The house sounds empty and she wonders what to do next. Going up the stairs to her room she hears a noise from her brother’s room. It is not the normal noise she would associate with him, the noise of loud music and gun battles. This is a scratchy noise which makes her imagine small creatures, although she has been told that all rodents have been eradicated.
Pushing open his door she finds him sitting at his desk. But the monitor of his computer is unlit and his keyboard is pushed to one side. He is hunched over something on his desk, his face screwed up in concentration, his tongue between his lips and she wonders if he is hurt.
‘What you doing?’ He doesn’t look up.
‘Writing.’
‘That’s not writing – you’re not using your keyboard.’ He looks up now.
‘Shows what you know.’ And he shows her the page he has been working on. This is what she could hear, the rustle of the paper as he marked it. There are marks covering the page and when she looks closely she can see that some of them do look kind of like words but mostly it looks like a mess.

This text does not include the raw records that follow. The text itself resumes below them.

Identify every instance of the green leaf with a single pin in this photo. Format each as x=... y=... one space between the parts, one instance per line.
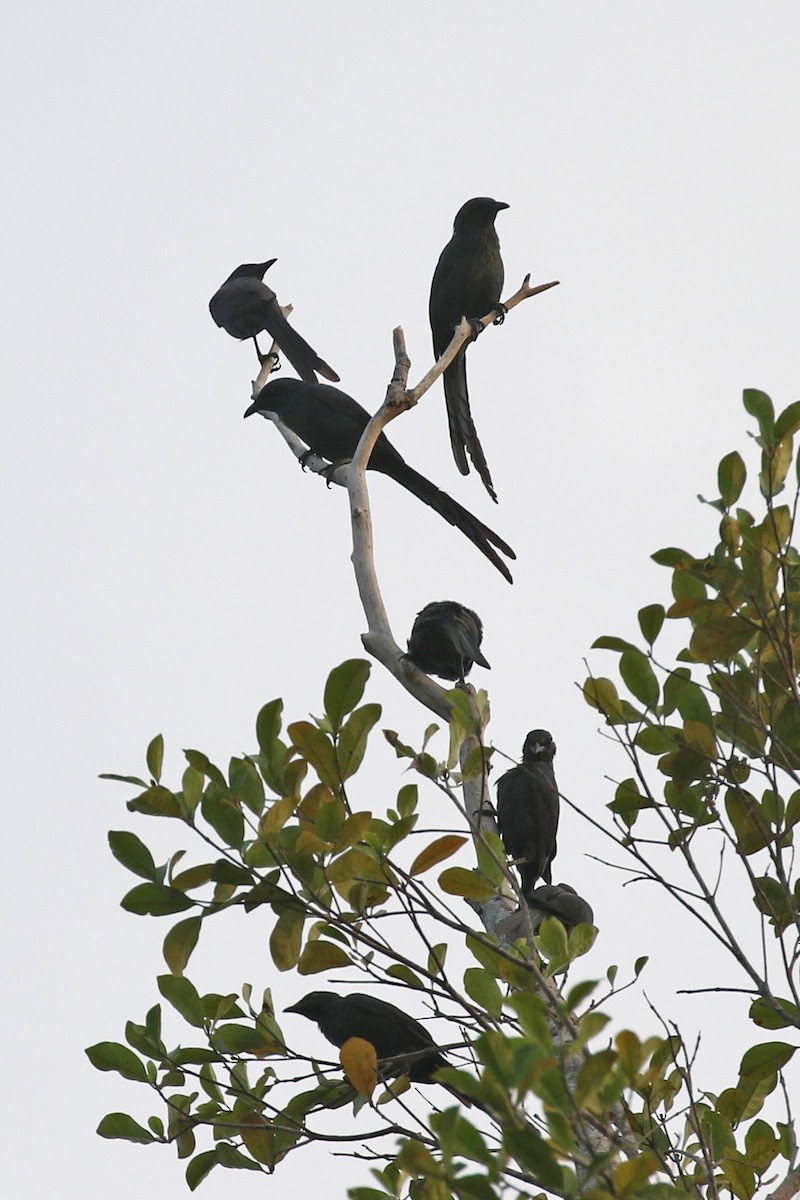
x=120 y=1125
x=788 y=423
x=437 y=852
x=268 y=725
x=235 y=1038
x=224 y=817
x=156 y=756
x=203 y=763
x=759 y=406
x=602 y=695
x=400 y=971
x=180 y=942
x=287 y=939
x=322 y=957
x=763 y=1014
x=535 y=1156
x=344 y=689
x=246 y=784
x=199 y=1167
x=672 y=557
x=318 y=750
x=113 y=1056
x=483 y=989
x=656 y=739
x=155 y=900
x=739 y=1175
x=353 y=738
x=124 y=779
x=612 y=643
x=457 y=881
x=720 y=639
x=639 y=677
x=184 y=997
x=156 y=802
x=750 y=826
x=731 y=477
x=131 y=852
x=767 y=1057
x=651 y=618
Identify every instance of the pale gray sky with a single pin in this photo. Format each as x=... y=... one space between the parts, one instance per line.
x=169 y=568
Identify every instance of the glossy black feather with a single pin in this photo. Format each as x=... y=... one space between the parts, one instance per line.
x=528 y=810
x=245 y=306
x=467 y=282
x=446 y=640
x=331 y=423
x=396 y=1036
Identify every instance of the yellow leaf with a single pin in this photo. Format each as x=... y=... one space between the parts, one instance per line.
x=322 y=957
x=360 y=1063
x=275 y=819
x=258 y=1137
x=437 y=852
x=457 y=881
x=701 y=737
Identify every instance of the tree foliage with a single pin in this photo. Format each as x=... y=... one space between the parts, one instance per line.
x=290 y=839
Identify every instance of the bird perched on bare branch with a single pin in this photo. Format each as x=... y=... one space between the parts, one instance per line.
x=245 y=306
x=467 y=282
x=548 y=900
x=528 y=810
x=331 y=423
x=402 y=1045
x=446 y=640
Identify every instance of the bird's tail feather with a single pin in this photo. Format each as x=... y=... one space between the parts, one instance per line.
x=463 y=435
x=301 y=355
x=455 y=514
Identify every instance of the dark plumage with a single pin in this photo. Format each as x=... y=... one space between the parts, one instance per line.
x=446 y=640
x=528 y=810
x=331 y=423
x=549 y=900
x=245 y=306
x=467 y=282
x=403 y=1047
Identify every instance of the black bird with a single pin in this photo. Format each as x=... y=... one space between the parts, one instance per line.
x=331 y=423
x=528 y=810
x=467 y=282
x=245 y=305
x=402 y=1045
x=396 y=1036
x=446 y=640
x=549 y=900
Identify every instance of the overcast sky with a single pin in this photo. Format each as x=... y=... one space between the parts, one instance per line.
x=168 y=567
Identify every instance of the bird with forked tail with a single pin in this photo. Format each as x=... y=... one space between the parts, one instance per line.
x=245 y=306
x=331 y=424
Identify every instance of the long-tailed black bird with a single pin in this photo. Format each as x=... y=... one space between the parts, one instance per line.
x=331 y=423
x=467 y=282
x=528 y=810
x=549 y=900
x=446 y=640
x=245 y=306
x=403 y=1047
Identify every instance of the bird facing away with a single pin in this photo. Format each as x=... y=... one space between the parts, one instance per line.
x=528 y=810
x=549 y=900
x=446 y=640
x=467 y=282
x=394 y=1033
x=245 y=306
x=331 y=423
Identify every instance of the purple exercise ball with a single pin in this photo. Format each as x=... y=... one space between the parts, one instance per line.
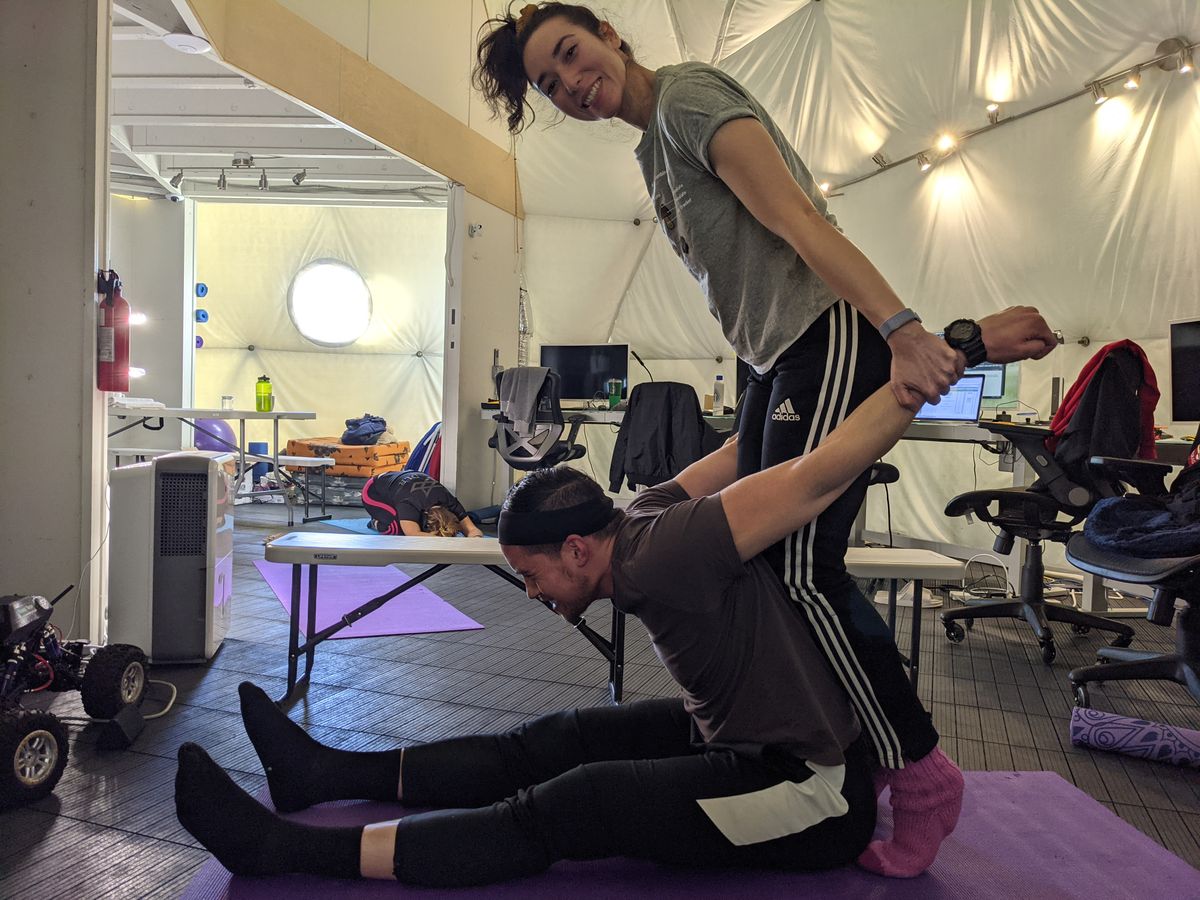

‘What’s wrong with typing?’
‘Nothing, but people didn’t used to always type you know.’
‘What did they do then?’
‘This, stupid.’ And he waves the paper at her again.
‘But look at it, it’s a mess. How could anyone read that?’ He looks down at his piece of paper.
‘Well I imagine if you’d been doing it all your life you’d be a bit better than me.’ Now he picks up something from his desk.
‘Is that a book? Where did you get that from?’
‘It’s fine, I’ll give it back when I’m done, but look,’ and he opened the pages to show her words she could actually read although they had not been typed.
‘But everyone knows that books were printed until they all went digital.’
‘Not this one. It’s a journal. People used to keep them in books like this instead of online.’
‘That’s ridiculous, you’d run out of space.’
‘I know, but they would just start another book. There were loads where I got this one.’
‘And whose is that?’ He flicks to the front of the book and show her the name scribed in the front.
‘But that’s our name. Who’s he?’
‘I think he was our great-great-great-grandfather, but I might be missing a great there. He was born in 1967.’ They stand in silence contemplating this great fact.
‘So what does it say?’
‘I don’t know. I haven’t read it. I’ve just been copying the shapes.’